ウィーンで買った足の保湿クリーム

風邪だから部屋でじっとしている。でもそう何時間も眠れるわけでもない。じきに部屋の中の物色が始まる・・・。これはなんだったかな、と引き出しの中から見覚えのあるものがころりと出てくる。

そう、ウィーンにマスタークラスで2週間滞在したとき、購入した、足のかかとにつけるクリームだ。これには逸話がある。

日本で真夏に素足でサンダルを履いていても、何も起こらないが、2003年ヨーロッパでの夏。ウィーンで2週間のマスタークラスに参加してドイツに戻る頃に、足のかかとがすっかり乾いて、亀の甲羅みたいにひび割れで模様ができるほどになってしまった。サンダルだから靴に覆われることなく、毎日、空気にさらされている足のかかとが、乾燥してしまったようだ。

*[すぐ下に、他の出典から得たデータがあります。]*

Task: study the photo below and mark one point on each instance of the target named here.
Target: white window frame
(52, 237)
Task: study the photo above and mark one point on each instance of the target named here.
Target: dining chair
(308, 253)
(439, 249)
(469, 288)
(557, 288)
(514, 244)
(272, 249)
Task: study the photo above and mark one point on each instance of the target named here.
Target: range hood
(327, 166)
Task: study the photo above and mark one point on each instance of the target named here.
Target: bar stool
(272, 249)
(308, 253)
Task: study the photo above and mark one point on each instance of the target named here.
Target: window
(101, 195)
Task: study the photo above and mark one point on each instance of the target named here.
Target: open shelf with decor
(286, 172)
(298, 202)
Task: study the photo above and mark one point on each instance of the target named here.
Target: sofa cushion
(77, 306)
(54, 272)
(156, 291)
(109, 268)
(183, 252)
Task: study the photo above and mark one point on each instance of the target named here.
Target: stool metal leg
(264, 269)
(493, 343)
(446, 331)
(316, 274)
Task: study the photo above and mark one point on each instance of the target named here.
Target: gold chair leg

びっくりして、何かつけなければと、薬や化粧品、シャンプーなどを売っているマツキヨみたいなお店に行って聞いてみると、こちらのほうにたくさんありますよ、と棚の前に案内してくれた。そこには、足の絵がついた色々なメーカーのクリームが、ずらりとならんでいる。こんなのは日本で見たことがないと思った。

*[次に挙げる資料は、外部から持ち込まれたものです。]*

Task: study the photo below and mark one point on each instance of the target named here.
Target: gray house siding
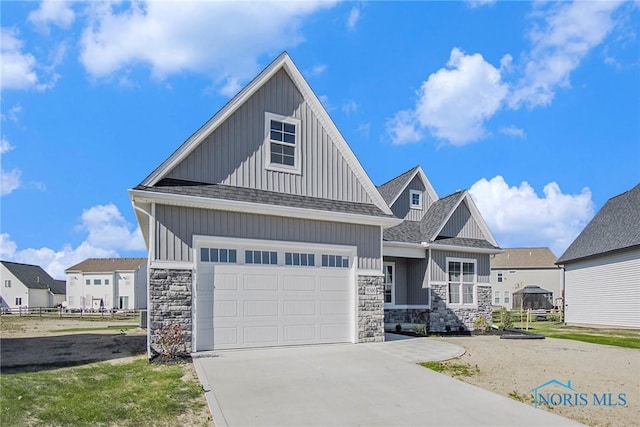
(409, 279)
(402, 209)
(439, 265)
(176, 226)
(462, 224)
(235, 153)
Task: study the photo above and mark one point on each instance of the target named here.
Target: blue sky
(533, 107)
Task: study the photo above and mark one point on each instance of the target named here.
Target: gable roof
(427, 230)
(285, 63)
(32, 276)
(107, 265)
(524, 258)
(615, 227)
(391, 190)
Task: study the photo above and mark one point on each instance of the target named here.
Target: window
(229, 256)
(295, 258)
(283, 143)
(388, 283)
(260, 257)
(415, 197)
(462, 278)
(335, 261)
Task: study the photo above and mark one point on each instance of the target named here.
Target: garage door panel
(299, 308)
(260, 282)
(254, 308)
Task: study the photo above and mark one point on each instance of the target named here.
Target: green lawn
(616, 337)
(131, 394)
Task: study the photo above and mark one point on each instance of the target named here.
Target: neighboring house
(263, 229)
(107, 283)
(29, 286)
(436, 263)
(602, 266)
(516, 268)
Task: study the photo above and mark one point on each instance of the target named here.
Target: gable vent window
(283, 143)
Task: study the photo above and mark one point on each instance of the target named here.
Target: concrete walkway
(352, 385)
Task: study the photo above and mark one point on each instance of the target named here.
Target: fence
(60, 313)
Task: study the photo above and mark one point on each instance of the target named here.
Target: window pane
(276, 125)
(290, 128)
(204, 254)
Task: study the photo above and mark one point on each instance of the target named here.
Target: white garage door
(260, 306)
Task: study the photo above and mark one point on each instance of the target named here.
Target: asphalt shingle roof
(525, 258)
(241, 194)
(615, 227)
(107, 265)
(390, 189)
(32, 276)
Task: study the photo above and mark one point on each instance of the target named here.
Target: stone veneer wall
(170, 296)
(447, 319)
(394, 316)
(370, 309)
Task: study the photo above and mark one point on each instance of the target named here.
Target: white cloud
(454, 102)
(203, 37)
(520, 217)
(98, 222)
(513, 131)
(354, 17)
(9, 180)
(569, 31)
(56, 12)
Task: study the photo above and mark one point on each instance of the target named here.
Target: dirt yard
(515, 367)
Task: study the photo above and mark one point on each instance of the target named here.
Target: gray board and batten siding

つまり、ちょっとしたボディクリームなどではない、まさにくるぶしより下の、10本の指の生えている「足」の部分専用の乾燥ケア用のクリームが、た~くさん売られているのだ。念のため、間違っても水虫の薬ではない。美容コーナーで、「足用保湿クリーム」とドイツ語で書いてある。それで、足が乾くのは私だけではない、皆に共通することなのだとわかった。

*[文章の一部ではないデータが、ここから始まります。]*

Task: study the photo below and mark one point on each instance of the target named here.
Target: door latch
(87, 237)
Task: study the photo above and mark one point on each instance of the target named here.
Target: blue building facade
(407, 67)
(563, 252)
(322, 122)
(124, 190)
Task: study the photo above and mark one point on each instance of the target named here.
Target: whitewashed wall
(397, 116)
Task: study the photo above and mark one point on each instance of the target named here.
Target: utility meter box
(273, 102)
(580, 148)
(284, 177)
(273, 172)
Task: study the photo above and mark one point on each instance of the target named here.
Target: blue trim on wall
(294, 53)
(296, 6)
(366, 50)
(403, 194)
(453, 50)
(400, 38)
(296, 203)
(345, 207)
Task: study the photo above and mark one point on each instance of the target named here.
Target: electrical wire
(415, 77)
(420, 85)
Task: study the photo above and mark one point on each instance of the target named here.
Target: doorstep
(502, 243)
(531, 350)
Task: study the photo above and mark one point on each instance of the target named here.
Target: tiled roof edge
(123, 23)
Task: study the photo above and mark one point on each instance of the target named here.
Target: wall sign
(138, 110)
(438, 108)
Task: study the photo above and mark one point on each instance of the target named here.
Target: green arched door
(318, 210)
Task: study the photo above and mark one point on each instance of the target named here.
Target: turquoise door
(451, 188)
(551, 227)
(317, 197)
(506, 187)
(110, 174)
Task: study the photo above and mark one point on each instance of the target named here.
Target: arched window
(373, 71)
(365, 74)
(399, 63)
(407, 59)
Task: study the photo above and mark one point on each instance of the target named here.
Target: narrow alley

ひとつ買って、つけているうちにその夏は終わって、私のかかとも元に戻った。

それがヨーロッパ長期滞在では最後の夏だったから、そのまま使い切らずに今まで残っている。それにしてもそれまで2年ドイツに暮らしていたのに、こんなクリームが必要になることはなかった。ウィーンの夏は特に乾燥していたのかもしれない。日本に帰ってからも、このクリームの出番はまだない。今日、久しぶりにこのクリームにお目にかかったが、やっぱり必要ない。

この年のヨーロッパは近年にない猛暑と言われた年だったが、ウィーンは毎日とても涼やかだった。